Shakespeare-Inspired Characters, Meet Gord

Riffs on Shakespeare: High Gravel Blind
The Stratford Festival
The National Post

Stratford has its new Studio space, backing on to the proscenium Avon Theatre. Its stage is a full-size replica of the Festival Theatre platform -- steps, balcony and all -- but its black-box auditorium is much smaller, seating only 250. The theatre is intended for the unveiling of new plays and the investigation of unfamiliar old ones. This opening season is devoted entirely to new work, mainly short pieces presented in a series of three double bills .The first of these opened on Saturday.

"It is a wise father that knows his own child": that, reversing the usual proverb, was the conclusion of Launcelot Gobbo, the clown of The Merchant of Venice, after comically announcing his own death to the father who, "being more than sand-blind, high-gravel blind," had failed to recognize him. Paul Dunn, who was last season's Launcelot at Stratford, has written his own ingenious variation on this unlovable jest and called it High Gravel Blind.

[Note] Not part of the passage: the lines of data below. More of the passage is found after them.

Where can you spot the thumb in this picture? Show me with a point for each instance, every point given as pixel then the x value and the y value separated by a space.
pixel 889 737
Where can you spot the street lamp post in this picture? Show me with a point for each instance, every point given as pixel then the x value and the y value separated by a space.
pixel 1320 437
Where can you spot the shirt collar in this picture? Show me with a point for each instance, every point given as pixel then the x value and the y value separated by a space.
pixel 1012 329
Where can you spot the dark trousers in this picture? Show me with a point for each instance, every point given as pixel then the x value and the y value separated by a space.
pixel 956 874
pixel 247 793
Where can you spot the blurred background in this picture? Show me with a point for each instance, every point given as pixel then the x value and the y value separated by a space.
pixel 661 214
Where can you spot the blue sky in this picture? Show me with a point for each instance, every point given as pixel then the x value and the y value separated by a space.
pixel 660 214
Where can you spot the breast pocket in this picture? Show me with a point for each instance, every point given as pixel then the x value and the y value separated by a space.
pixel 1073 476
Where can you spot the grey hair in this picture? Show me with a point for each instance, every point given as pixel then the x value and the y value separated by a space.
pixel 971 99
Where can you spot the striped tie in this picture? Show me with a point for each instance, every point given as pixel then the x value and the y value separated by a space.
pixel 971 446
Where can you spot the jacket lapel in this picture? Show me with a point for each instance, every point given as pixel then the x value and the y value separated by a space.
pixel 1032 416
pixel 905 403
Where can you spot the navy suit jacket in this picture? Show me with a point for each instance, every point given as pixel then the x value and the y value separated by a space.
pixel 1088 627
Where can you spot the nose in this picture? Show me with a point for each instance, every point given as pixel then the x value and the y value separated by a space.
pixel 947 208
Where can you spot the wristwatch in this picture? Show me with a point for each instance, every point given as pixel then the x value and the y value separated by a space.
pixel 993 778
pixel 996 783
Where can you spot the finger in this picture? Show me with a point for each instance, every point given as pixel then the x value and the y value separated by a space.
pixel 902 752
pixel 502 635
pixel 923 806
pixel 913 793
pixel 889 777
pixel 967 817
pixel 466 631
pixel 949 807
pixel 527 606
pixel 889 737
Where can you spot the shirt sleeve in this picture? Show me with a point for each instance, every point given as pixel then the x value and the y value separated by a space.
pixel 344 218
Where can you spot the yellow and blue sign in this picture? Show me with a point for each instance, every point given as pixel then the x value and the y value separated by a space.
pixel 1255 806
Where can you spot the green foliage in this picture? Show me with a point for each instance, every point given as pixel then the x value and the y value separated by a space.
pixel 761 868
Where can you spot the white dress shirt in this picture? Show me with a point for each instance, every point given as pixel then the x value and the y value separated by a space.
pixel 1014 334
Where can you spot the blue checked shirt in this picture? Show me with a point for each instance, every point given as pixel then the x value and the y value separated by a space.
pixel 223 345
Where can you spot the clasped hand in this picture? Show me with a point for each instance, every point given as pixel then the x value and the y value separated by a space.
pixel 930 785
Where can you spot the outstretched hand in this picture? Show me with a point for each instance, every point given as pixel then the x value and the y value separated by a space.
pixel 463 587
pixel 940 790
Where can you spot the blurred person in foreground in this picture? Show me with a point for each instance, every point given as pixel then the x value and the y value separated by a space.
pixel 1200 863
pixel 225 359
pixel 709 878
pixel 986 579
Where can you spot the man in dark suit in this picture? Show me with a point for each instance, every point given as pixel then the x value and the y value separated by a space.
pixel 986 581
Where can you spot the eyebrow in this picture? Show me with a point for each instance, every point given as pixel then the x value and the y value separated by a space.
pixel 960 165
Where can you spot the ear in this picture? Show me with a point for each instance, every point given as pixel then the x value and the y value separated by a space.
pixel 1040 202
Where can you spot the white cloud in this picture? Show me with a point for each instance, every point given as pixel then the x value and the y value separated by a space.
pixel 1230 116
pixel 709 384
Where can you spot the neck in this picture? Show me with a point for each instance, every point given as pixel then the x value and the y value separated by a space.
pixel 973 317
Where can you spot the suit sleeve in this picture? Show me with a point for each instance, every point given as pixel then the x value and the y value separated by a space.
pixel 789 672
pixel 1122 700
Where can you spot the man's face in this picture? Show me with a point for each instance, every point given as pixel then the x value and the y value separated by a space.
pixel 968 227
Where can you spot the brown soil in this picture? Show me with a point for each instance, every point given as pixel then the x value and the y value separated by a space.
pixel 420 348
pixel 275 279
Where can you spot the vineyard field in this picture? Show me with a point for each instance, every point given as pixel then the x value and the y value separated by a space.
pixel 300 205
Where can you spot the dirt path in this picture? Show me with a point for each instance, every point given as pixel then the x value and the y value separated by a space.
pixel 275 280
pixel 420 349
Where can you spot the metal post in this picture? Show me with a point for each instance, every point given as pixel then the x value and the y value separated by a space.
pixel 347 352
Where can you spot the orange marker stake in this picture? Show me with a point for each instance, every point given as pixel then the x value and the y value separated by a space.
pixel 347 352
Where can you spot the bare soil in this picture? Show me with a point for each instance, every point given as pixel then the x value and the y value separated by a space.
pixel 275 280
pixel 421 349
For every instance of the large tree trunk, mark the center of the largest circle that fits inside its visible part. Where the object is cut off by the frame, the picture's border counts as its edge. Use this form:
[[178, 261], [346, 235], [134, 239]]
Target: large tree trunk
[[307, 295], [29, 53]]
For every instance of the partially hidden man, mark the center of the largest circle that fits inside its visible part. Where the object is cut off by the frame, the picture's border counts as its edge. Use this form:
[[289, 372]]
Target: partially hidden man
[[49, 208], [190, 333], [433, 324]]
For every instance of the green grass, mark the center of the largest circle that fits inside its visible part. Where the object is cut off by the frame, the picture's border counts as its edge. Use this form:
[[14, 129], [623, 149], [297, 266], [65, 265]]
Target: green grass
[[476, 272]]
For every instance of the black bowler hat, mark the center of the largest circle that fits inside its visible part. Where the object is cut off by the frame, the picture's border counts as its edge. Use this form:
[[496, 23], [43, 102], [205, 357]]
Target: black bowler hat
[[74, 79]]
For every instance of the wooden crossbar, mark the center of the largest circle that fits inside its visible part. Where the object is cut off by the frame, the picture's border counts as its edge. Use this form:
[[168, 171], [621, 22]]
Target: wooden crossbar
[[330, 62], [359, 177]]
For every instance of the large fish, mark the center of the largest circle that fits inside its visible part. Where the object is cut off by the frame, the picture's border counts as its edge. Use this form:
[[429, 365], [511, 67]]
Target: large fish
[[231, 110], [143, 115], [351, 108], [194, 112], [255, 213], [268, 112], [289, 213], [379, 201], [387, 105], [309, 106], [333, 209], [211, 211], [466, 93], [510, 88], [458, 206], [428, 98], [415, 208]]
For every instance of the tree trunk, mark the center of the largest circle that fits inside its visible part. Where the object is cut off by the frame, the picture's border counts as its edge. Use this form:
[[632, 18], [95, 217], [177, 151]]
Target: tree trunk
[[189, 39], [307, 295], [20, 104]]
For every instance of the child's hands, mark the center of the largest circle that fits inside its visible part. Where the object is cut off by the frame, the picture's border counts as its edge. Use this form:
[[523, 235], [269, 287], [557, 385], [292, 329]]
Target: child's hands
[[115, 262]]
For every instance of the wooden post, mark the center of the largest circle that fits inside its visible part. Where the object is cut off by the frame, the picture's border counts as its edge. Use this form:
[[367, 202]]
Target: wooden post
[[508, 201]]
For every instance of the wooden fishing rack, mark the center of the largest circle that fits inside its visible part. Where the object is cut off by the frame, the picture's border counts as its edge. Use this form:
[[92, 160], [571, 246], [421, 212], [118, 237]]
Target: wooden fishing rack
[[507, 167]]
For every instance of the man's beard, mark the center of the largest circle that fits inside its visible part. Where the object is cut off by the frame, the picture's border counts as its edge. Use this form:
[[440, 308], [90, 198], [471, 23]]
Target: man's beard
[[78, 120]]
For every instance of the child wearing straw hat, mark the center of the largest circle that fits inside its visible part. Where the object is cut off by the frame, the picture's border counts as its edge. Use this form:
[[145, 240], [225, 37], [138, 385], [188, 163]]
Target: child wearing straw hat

His Launcelot, commonly known as Lance, is a Montreal ex- squeegee kid currently sharing an apartment, though not a bed, with Jessica, who makes something of a living as an artist -- more of one, anyway, than Lance, who is flunking bartender's school. Determined to better himself, Lance, to Jessica's unreconstructed Bohemian horror, puts on a three-piece suit and goes out in search of work. Or he would, if he didn't suddenly have visitors. At the door are Gord, the father who abandoned him as a child and has now come from Calgary to seek him out, and Margery, a born-again Christian and Gord's new wife.

Gord is the only character not to be named after a Shakespearean counterpart, probably because Shakespeare never told us Old Gobbo's first name. Jessica was of course the daughter of Launcelot Gobbo's employer Shylock, and Margery was the name of Old Gobbo's offstage wife. To complete the symmetry, Richard Monette, who directed Dunn in The Merchant, directs his play here, and does an excellent job. The play, though, is no pastiche. It goes off on its own track.

Chances are that Gord wouldn't recognize Lance even if he were in his usual gear, but the sober-suited young man he beholds is so unlike the pathetic figure he expected that he is completely thrown. Lance, having gone to unprecedented sartorial lengths to begin a new life, is less inclined than ever to confront his old one. He says that Lance is dead, and that he himself is another roommate called Rob. So the four characters sit down to discuss the departed.

The scenes that introduce the two couples are commonplace, but when the four get together the play combusts, an especially cheering progression for a young author whose previous play (for Theatre Direct) was a monologue. The situation is that of Who's Afraid of Virginia Woolf? -- its last act, anyway -- turned inside out; instead of an imaginary child being treated as real, we have a real, visible one debated as if he no longer existed. In many ways this is a more interesting situation, and certainly a more poignant one.

Booze flows less freely than in Virginia Woolf, since Gord is a recovering alcoholic who has reached the apologizing stage. He has a lot to apologize for, and Stephen Ouimette's tight-reined performance turns out to be the play's motor. Cunning games are played with our sympathies. We are inclined to be on Gord's side since he is on alien on bewildering turf, and a cruel trick is being played on him. But we come to see that Lance may have reasons other than fear and selfishness not to acknowledge this particular parent, who explodes internally at the realization, never quite articulated, that his son is/was homosexual. Nor can we ever be quite sure how close Gord may be to proving the wise father and knowing his own child and how much he too may be playing a self- protective game. (There is a running metaphor about clothes making the man; Lance is the creature of his own new suit, and Jessica, professionally, makes masks.)

Part of us wants to see a reunion between father and son; another part dreads a resolution so potentially sentimental. How it actually turns out I must not say, but I can promise that the ending is honest. Most of the play's comedy resides in Chick Reid's bustling Marg; Lance and Jess are well handled by Damien Atkins and Kimwun Perehinec.